Barely ten pages into The Forgotten 500, the story hooked me. I had to read about the hundreds of American Airmen who abandoned their aircraft midflight above Yugoslavia, and the daring escape that would rescue nearly 500 of them from a desolate area surrounded by German forces. I hadn’t heard of this rescue, and I’m still baffled that such a daring event in history isn’t more well known. As the story unfolded, I found myself constantly thinking, this is amazing, this is amazing.

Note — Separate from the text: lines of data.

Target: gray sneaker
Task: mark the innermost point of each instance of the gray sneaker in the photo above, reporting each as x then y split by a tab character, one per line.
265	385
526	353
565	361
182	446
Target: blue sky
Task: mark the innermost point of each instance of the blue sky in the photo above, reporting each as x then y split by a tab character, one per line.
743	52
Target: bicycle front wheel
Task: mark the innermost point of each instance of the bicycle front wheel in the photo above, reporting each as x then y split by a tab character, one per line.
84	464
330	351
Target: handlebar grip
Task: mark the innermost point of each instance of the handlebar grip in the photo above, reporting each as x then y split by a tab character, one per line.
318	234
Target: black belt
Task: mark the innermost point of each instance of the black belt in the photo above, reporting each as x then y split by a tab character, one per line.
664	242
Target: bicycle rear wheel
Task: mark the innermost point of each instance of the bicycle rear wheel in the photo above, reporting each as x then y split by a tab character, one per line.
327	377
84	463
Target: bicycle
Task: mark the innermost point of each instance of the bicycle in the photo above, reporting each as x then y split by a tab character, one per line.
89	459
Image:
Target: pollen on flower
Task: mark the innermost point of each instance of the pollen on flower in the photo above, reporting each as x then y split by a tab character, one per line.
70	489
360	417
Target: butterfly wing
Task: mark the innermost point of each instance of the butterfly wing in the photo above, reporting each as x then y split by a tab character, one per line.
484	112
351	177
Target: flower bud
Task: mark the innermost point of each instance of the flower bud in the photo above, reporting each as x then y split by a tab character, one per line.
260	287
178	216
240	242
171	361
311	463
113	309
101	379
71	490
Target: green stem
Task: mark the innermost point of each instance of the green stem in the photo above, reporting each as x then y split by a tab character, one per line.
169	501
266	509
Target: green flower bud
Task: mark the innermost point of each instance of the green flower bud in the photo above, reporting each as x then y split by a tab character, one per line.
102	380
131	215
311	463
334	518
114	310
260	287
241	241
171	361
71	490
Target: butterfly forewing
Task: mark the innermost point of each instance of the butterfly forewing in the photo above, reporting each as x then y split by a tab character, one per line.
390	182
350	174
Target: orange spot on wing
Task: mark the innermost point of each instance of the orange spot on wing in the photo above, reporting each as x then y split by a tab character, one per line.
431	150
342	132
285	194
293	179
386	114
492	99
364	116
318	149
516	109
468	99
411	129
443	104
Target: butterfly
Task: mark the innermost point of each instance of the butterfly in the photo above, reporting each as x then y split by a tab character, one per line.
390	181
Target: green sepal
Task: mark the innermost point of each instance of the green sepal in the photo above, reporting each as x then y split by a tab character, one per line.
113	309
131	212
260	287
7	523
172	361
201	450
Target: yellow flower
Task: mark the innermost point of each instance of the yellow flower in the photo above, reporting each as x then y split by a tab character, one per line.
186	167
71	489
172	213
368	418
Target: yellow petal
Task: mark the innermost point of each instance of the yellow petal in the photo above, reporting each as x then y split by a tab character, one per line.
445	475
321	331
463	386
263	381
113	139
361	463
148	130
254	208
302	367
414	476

It was difficult for me to grasp the generosity of the people of Yugoslavia who harbored downed airmen and took them to the safe and remote village where they gathered and waited for an extraction. The townspeople held funerals for America’s heroes, shared their already small meals with the wounded, and risked their own lives to protect these men. The book focused on the main players of the operation, and provided a background of each of them. At times, there was a bit too much information about some of the not so interesting people, but overall, the author provided a cohesive tapestry of characters. For a dense topic, the simple and direct writing made the information manageable. What angered me the most were the actions by British pilots to sabotage the rescue efforts of Americans. I never tire of reading about American ingenuity, and was stunned that the trapped men created a secrete code that was not only understandable, but somehow not intercepted by the Germans.
A truly inspirational story, just perfect for Memorial Day Weekend!